Around 30 Schools Damaged During Violence And Looting

According to teacher's union Naptosa, more than 30 schools in KwaZulu-Natal have been vandalized. Sadtu says that this damage could worsen the overcrowding experienced at schools. 


The National Professional Teachers' Organisation of South Africa (Naptosa) claims that more than 30 schools in KwaZulu-Natal have been vandalised. They say that at least 32 schools were damaged during the violence and looting which occurred in the province over the past week. 

Naptosa says that some schools were vandalised or had equipment stolen while one school was destroyed in a fire. 

However, education spokesperson Kwazi Mthethwa said the department was still gathering information on the losses suffered at the schools.
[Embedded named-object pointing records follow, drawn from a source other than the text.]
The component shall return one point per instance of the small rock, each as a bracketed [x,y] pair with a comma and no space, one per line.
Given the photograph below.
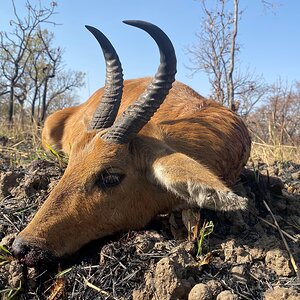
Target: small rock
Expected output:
[8,181]
[145,242]
[238,273]
[15,278]
[278,261]
[8,240]
[296,175]
[215,287]
[242,256]
[169,284]
[200,292]
[280,293]
[227,295]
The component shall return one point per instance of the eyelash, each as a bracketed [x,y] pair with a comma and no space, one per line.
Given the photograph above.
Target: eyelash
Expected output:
[107,180]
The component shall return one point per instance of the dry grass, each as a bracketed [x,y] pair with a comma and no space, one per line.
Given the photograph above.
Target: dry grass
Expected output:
[271,153]
[21,144]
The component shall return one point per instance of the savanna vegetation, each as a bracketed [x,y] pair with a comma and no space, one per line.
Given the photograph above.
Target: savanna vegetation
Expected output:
[252,255]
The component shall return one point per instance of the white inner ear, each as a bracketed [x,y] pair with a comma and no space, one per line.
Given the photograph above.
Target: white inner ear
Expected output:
[194,192]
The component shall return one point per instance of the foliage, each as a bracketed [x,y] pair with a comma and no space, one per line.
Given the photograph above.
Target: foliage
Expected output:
[33,80]
[276,122]
[216,54]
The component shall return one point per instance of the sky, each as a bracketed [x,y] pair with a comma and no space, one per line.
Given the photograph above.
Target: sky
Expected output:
[270,39]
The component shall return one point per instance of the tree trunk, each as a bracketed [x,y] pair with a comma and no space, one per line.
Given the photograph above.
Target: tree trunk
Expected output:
[11,106]
[232,55]
[44,101]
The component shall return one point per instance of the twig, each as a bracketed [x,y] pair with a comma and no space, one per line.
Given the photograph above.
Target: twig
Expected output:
[293,262]
[7,218]
[98,289]
[284,232]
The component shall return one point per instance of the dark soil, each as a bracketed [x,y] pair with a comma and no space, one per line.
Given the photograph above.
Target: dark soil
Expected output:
[243,258]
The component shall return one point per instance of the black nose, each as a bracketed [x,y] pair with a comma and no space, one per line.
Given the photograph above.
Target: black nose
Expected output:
[29,253]
[19,248]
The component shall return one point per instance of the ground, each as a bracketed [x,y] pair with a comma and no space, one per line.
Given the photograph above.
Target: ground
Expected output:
[184,255]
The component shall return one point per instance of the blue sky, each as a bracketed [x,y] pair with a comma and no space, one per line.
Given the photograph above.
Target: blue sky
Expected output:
[270,42]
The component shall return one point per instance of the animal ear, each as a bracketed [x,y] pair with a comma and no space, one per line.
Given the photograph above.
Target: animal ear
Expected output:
[195,183]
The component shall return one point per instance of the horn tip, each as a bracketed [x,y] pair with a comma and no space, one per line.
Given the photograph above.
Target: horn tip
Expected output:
[134,22]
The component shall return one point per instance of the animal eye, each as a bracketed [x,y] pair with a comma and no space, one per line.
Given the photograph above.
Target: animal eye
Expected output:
[107,179]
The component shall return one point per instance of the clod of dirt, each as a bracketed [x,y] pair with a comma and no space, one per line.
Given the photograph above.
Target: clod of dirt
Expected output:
[9,180]
[144,243]
[215,287]
[15,278]
[200,291]
[280,293]
[278,261]
[172,278]
[234,253]
[8,240]
[227,295]
[239,273]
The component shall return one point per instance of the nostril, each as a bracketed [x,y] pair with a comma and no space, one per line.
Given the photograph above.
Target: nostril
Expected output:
[20,248]
[31,252]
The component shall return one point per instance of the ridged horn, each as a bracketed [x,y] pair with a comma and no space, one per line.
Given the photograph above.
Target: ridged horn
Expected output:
[108,107]
[140,112]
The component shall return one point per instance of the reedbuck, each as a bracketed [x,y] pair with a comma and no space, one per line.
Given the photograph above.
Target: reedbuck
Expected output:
[136,149]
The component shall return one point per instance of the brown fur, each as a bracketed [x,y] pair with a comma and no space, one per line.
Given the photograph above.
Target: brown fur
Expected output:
[191,152]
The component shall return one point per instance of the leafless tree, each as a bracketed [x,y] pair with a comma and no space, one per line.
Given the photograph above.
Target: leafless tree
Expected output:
[14,54]
[217,55]
[277,121]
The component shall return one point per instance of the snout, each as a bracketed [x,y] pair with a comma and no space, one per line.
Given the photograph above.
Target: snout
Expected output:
[31,253]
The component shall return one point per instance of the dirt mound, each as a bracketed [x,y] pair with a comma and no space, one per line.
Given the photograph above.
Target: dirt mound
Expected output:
[243,258]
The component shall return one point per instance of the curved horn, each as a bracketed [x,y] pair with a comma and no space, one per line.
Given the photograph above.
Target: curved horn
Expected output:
[140,112]
[107,109]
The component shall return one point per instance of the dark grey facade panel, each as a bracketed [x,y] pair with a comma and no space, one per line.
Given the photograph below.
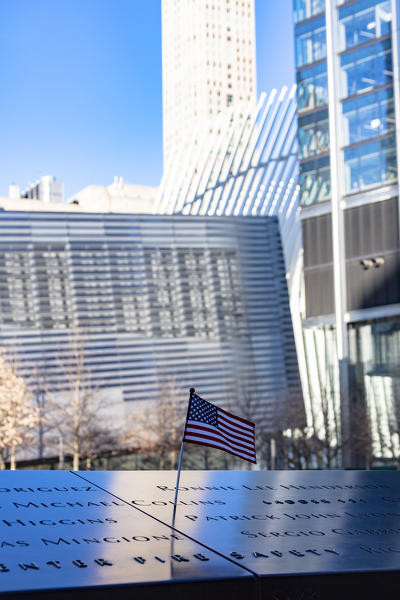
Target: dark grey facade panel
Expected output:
[200,298]
[372,229]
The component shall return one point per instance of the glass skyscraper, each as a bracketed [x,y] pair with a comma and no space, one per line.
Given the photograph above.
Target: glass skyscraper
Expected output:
[348,113]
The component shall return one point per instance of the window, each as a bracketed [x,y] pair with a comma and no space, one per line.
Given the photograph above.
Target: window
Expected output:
[370,164]
[368,116]
[303,9]
[310,42]
[312,87]
[366,68]
[315,181]
[363,21]
[313,134]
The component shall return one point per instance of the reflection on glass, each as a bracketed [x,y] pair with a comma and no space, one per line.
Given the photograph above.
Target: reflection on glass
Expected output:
[370,164]
[312,88]
[363,21]
[375,352]
[315,181]
[369,116]
[366,68]
[310,41]
[303,9]
[313,134]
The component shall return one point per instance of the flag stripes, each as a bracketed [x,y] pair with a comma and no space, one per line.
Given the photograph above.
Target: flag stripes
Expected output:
[209,425]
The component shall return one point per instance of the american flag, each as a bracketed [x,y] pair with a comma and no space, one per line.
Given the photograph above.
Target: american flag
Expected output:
[209,425]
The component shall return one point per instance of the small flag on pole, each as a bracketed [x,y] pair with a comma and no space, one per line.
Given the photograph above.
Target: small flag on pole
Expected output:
[209,425]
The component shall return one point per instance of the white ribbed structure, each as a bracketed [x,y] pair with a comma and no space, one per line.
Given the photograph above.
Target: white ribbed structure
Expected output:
[248,166]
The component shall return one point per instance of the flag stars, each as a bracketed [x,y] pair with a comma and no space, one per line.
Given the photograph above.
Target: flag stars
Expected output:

Mthethwa had confirmed that schools were vandalised but said that the education department was still assessing the damage and collecting statistics for each district. 
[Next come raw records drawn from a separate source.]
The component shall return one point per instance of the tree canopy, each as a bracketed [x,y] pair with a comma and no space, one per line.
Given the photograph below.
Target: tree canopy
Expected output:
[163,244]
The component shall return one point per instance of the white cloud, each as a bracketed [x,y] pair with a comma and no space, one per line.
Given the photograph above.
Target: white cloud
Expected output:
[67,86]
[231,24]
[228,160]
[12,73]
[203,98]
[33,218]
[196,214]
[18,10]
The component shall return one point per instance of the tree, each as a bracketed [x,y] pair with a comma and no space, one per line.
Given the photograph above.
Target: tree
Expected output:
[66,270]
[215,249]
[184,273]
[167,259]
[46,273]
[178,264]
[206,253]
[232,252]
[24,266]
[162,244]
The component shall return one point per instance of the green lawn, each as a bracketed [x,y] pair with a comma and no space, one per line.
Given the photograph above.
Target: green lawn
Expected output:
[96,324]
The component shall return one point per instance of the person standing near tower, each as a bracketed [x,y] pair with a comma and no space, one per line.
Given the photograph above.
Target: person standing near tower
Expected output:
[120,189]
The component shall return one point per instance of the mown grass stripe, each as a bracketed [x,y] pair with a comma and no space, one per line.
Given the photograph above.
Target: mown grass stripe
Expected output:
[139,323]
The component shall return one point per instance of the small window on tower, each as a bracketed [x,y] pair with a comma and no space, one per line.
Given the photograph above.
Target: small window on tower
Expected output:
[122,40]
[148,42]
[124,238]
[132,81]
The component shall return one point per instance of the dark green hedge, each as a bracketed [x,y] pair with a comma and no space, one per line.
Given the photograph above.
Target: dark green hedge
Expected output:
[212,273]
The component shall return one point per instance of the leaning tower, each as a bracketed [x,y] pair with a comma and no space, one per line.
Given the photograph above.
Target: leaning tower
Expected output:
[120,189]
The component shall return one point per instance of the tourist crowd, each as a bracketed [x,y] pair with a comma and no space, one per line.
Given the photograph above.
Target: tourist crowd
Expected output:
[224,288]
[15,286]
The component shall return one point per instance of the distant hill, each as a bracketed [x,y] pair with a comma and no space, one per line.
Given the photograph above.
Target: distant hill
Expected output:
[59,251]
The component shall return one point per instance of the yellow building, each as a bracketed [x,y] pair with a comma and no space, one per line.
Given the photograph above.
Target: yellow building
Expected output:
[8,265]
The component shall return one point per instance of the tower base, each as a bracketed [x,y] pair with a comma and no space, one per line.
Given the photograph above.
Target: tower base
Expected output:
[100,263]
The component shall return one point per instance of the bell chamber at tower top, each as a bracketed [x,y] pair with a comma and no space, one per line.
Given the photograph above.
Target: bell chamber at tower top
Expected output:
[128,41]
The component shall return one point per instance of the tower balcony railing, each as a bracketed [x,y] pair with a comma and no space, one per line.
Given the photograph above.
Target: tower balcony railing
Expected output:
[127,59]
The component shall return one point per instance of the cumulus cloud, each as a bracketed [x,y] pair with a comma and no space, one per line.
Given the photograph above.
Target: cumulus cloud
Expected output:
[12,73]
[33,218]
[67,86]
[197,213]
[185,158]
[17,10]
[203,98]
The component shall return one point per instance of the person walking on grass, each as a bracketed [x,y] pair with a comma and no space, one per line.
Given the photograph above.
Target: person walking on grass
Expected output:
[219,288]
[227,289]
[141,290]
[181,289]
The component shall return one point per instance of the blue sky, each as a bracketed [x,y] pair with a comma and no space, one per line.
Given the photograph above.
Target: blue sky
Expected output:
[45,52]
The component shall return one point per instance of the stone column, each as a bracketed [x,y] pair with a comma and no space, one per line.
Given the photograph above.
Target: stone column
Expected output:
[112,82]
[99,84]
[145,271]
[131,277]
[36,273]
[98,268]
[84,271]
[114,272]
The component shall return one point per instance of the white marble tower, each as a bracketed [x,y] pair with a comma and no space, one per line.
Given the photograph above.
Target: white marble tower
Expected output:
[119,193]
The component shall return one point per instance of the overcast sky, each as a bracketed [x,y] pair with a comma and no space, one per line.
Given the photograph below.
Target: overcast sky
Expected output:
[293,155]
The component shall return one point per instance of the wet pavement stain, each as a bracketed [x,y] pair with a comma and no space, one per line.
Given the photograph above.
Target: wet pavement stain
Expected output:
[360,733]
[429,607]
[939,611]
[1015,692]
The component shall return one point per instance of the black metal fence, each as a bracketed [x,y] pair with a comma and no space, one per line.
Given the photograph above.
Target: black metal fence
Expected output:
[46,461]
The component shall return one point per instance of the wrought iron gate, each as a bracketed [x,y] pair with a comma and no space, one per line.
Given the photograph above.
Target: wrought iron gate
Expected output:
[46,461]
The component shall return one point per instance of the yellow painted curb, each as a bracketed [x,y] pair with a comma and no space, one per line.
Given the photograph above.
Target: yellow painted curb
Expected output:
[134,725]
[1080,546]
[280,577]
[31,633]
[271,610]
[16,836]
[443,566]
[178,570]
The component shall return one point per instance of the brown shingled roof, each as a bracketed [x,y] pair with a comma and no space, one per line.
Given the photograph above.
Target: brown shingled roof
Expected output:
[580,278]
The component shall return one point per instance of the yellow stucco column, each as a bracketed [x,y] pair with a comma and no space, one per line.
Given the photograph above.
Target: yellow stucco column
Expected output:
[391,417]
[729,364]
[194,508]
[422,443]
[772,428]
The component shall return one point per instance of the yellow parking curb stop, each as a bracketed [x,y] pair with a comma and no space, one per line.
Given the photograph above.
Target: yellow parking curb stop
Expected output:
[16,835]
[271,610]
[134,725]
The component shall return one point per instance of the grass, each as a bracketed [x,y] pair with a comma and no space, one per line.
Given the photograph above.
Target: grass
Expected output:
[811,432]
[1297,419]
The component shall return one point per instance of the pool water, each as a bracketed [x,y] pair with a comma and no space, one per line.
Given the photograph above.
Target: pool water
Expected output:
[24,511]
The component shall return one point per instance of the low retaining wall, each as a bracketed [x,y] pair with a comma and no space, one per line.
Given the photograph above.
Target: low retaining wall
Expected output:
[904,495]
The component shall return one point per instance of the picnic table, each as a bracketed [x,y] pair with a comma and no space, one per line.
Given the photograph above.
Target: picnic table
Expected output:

Naptosa executive director Basil Manuel says that one school was destroyed by a fire and others were vandalised and looted. 

"Naptosa is sickened by images of a school in KwaZulu-Natal burned to the ground, and the reason apparently being that people were looking for food. Having stolen everything in the school, there could be no reason other than callous destructiveness for the school to be burned," Manuel said. 

He says that stealing from a school should be treated as a more serious offence.In a statement released by Naptosa regarding this, it reads: ’’Stealing objects and equipment from a school is contemptable, but stealing the future of innocent children and disrupting their lives is unforgiveable.’’

"The time has arrived where the destruction and damage to schools can no longer be dealt with as merely an offence of 'damage to property'. It needs to be elevated to something more telling for which more severe and deterrent sentences can be imposed and where the damage it causes children, becomes an aggravating factor."-Naptosa executive director Basil Manuel

The union has called on members of the communities where schools have been damaged to report those who took part in the vandalisation and looting of the schools. 

The South African Democratic Teachers Union (Sadtu) spokesperson Nomusa Cembi condemned the destruction occurring at the schools expressing her shock at the news that schools had been looted and set on fire. 

"This will affect learners severely. We already face the challenges of overcrowding at schools, and now with Covid-19, schools need to implement social distancing. We already face a crisis of space without losing more schools to this destruction," she said.

Save the Children South Africa has called on all those involved in the violence and looting across the country to stop damaging schools so that learners may return to school once the Covid-19 lockdown is over. 

Save the Children CEO Steve Miller says that 9 of the schools which they support have been damaged, one of them being a school that caters to children with special needs and house specialist equipment. 

"When something like this happens, it's devastating, absolutely devastating for us to build up again from scratch a school that caters for special needs children in that area," says Miller. 

He says that it will take the efforts of both the citizens and the government of South Africa to stop the damage and restore the communities.